Christine Strong couldn’t take it anymore.
Four weeks of fruitless struggle with a state unemployment website. Bills piling up. Two small children who needed mothering and teaching, all in the confines of a one-bedroom apartment in Fort Lauderdale, Florida.
Strong’s bed broke. Her son’s bicycle broke, depriving him of his only recreation. Her aging mother, also living with Strong, kept getting confused and trying to walk off by herself without a mask.
“I had a lot of fear,” Strong said. The 46-year-old lost her job as a customer service representative and cleaner for a train service for cruise ship passengers. “Nothing is right,” she said. “Nothing is what it should be. You can’t plan. You don’t know what’s going to happen next.”
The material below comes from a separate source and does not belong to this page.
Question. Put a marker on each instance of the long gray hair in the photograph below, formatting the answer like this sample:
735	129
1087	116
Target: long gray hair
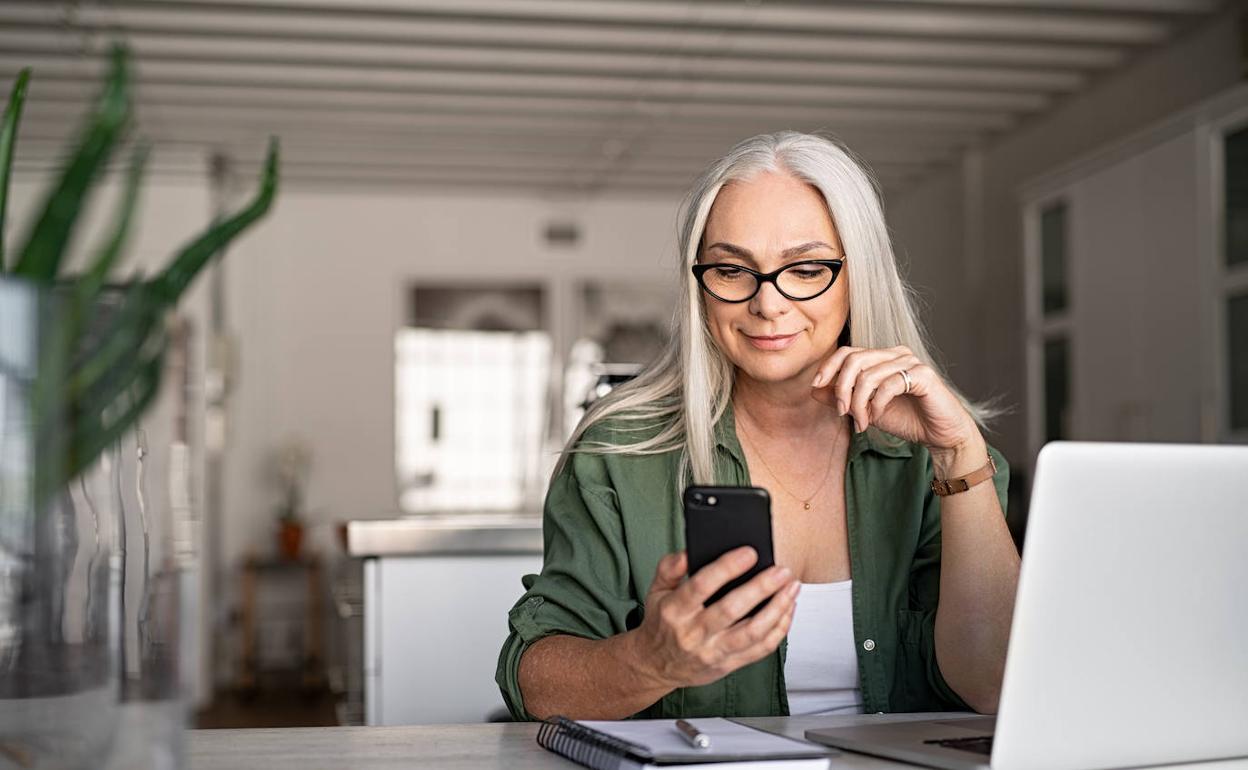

In a pandemic, single mothers must shoulder all the responsibilities at home — educating schoolchildren, caring for aging parents, cooking, cleaning and household management.
Now single moms have been hit particularly hard by the unemployment crisis, losing jobs at a far higher rate than other families with children, according to a Stateline analysis of census microdata provided by the University of Minnesota.
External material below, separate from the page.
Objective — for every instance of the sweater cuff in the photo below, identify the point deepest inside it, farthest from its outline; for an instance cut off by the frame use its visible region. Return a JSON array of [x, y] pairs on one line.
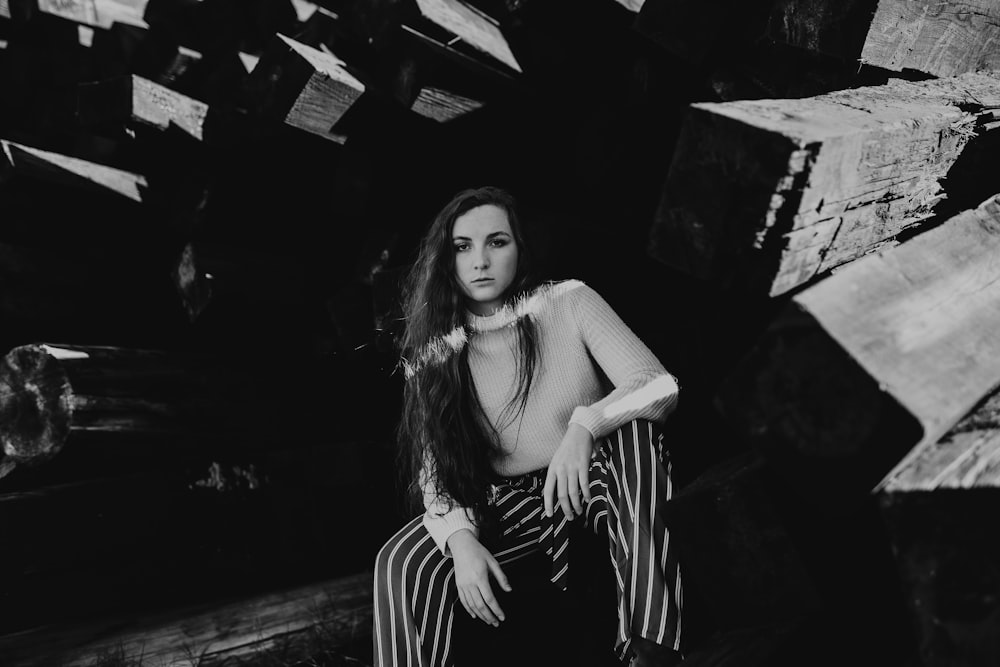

In April, the number of single mothers with jobs was 22% lower than it was a year ago, compared with a 9% employment decline for other families with children, according to the analysis.
The hit was even harder for low-wage single moms: Eighty-three percent working as waitresses lost their jobs by mid-April, along with 72% of those working as cleaners, 58% of cooks, a third of personal care aides and 14% of customer service representatives, according to the analysis.
Before the pandemic hit, women held 58% of service jobs. By mid-April, with travel halted and restaurants shuttered, nearly 5.7 million women had lost those jobs, compared with 3.2 million men.
Among all women, 17% have lost their jobs since the pandemic began, compared with 13% of men, according to the analysis.
That’s the opposite of what happened in the Great Recession, when male-dominated industries like manufacturing and construction took the biggest hits. Back then, between 2007 and 2009, 6 million men lost jobs, compared with 2.7 million women.